Un filmato che non si trova perché è stato “sovrascritto”, una cena mai consumata, una famiglia che non si rassegna alla tesi del suicidio e che mette in campo esperti di fama nazionale. La Procura ha aperto una inchiesta per fare chiarezza sulla morte di Francesco Saverio Russo, il detenuto algherese trovato nella sua cella a Bancali il 6 settembre.
È ancora sotto sequestro la cella del carcere di Bancali dove la sera del 6 settembre è stato trovato privo di vita Francesco Saverio Russo, di 34 anni. L’ipotesi è che il detenuto algherese si sia tolto la vita, ma l’inchiesta avviata dalla Procura e affidata al pubblico ministero Cristina Carunchio dovrà chiarire se esiste anche il minimo dubbio sul suicidio.
E i familiari della vittima – fin dal primo momento – hanno chiesto che vengano svolti tutti gli accertamenti per capire che cosa è successo quella sera. La mamma del giovane, in particolare, ha più volte espresso la convinzione che il figlio non avesse mai manifestato – tanto meno nell’ultimo periodo – l’intenzione di togliersi la vita.
Ha anche raccontato di averci parlato il giorno stesso, di avergli portato la cena (che non era stata neppure consumata, in larga parte era nel piatto). Gli esperti. Dal giorno della morte di Francesco Saverio Russo, i familiari hanno affidato l’incarico agli avvocati Elias Vacca e Paolo Spano di seguire la vicenda e fare in modo che venga accertata la verità.

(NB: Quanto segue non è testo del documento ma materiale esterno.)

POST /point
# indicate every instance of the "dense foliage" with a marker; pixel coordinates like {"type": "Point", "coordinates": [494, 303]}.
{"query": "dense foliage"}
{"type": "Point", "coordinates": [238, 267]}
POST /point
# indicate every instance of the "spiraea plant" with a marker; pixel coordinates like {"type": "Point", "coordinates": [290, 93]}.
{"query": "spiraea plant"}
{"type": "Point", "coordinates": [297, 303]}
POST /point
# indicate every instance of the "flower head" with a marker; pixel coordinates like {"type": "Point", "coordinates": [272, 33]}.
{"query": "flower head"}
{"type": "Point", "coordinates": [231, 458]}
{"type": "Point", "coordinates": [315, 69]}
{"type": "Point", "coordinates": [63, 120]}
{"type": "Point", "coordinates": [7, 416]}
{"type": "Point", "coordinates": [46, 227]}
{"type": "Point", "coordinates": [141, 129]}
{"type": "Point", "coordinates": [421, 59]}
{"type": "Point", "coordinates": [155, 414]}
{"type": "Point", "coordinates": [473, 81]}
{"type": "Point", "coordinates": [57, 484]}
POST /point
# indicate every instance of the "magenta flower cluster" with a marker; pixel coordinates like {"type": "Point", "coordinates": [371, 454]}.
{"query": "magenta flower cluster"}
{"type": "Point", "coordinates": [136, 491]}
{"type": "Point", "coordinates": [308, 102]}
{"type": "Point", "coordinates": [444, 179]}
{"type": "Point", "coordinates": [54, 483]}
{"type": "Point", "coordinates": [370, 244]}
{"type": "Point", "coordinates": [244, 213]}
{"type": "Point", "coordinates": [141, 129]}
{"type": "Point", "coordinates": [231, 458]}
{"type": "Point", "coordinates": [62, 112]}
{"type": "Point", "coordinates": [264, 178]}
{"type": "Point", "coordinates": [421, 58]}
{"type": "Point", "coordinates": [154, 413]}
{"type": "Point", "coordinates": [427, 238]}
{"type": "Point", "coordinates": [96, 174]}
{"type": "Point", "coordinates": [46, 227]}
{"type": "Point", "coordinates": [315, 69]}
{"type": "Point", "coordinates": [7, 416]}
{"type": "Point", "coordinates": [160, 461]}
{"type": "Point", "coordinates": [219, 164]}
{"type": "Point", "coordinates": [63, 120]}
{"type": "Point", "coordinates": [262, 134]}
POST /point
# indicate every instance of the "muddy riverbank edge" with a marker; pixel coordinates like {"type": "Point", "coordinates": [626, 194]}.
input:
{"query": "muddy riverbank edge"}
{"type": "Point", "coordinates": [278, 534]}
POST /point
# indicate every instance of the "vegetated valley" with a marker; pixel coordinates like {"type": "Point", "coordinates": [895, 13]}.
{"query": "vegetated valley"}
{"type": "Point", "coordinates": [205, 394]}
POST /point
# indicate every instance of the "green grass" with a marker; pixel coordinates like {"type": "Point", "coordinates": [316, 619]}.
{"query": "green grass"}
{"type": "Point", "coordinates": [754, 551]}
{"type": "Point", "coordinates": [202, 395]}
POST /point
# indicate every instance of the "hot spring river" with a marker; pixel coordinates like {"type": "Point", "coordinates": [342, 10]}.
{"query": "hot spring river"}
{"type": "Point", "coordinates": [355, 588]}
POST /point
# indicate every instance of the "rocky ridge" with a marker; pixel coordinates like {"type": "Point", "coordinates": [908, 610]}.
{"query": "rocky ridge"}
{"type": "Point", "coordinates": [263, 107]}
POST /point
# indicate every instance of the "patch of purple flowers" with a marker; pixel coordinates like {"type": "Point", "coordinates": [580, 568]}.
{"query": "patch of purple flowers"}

Nominati anche consulenti tecnici piuttosto conosciuti a livello nazionale: si tratta della criminologa Roberta Bruzzone (che ha seguito tutti i casi più importanti degli ultimi anni), di Mariano Pitzianti (esperto della ricerca della prova elettronica-digitale e conoscitore di sistemi di sicurezza e server ministeriali), dell’avvocato Federico Delitala e del genetista Andrea Maludrottu, del team di esperti fanno parte anche un medico legale e un investigatore privato. In carcere.
I legali sono stati in carcere per un sopralluogo. Hanno potuto vedere l’ambiente dove è avvenuta la tragedia e si sono resi conto della presenza di una sbarra orizzontale (a una altezza di circa due metri da terra) che divide il bagno da una sorta di disimpegno. Ora, che cosa ci faccia una sbarra in una cella di un nuovo carcere è da capire. L’indagine. L’indagine sta muovendo i primi passi e la parte più importante è rappresentata dall’esame dei filmati registrati dalle telecamere che nel nuovo carcere di Bancali sono ovunque.
La perizia del medico legale darà un contributo prezioso per la valutazione del caso e le valutazioni dei consulenti della Procura sono già sulla scrivania del magistrato che si occupa dell’inchiesta. Ci sono, però, diversi dubbi da chiarire. Le immagini. Pare che il filmato del giorno 6 settembre – quello fondamentale perché quella sera viene scoperto il corpo senza vita del detenuto – non sia disponibile.
Nel senso che sarebbe stato sovrascritto da altri dati. I familiari di Francesco Saverio Russo vogliono che sia fatta chiarezza sulla morte in cella, e quel filmato ha un valore enorme, anche per capire se la sera della tragedia ci sono stati movimenti in entrata o in uscita. I consulenti tecnici chiederanno di avere accesso al server ministeriale che – per norma – ha un sistema ridondante e deve continuare a funzionare in presenza di qualunque anomalia e quindi conservare anche la memoria.
Ipotesi. Dalle verifiche risulta che Francesco Saverio Russo era solo in cella, aveva la vicinanza della famiglia ed era seguito regolarmente dagli avvocati. Una situazione che, teoricamente, porterebbe a escludere eventuali tentativi di suicidio che in carcere si realizzano in presenza di una serie di elementi negativi.
Tra le ipotesi prese in esame c’è anche quella di un atto dimostrativo finito in tragedia: “Ci abbiamo pensato – ha spiegato l’avvocato Elias Vacca – ma se decidi di mettere in pratica una azione simile non la fai nell’angolo nascosto, ti posizioni nel punto più visibile per fare in modo che i soccorsi possano scattare immediatamente”. L’inchiesta dovrà chiarire se davvero quello di Francesco Saverio Russo è il primo suicidio nel carcere di Bancali oppure se dietro quella morte inspiegabile e che ha sorpreso tutti c’è dell’altro.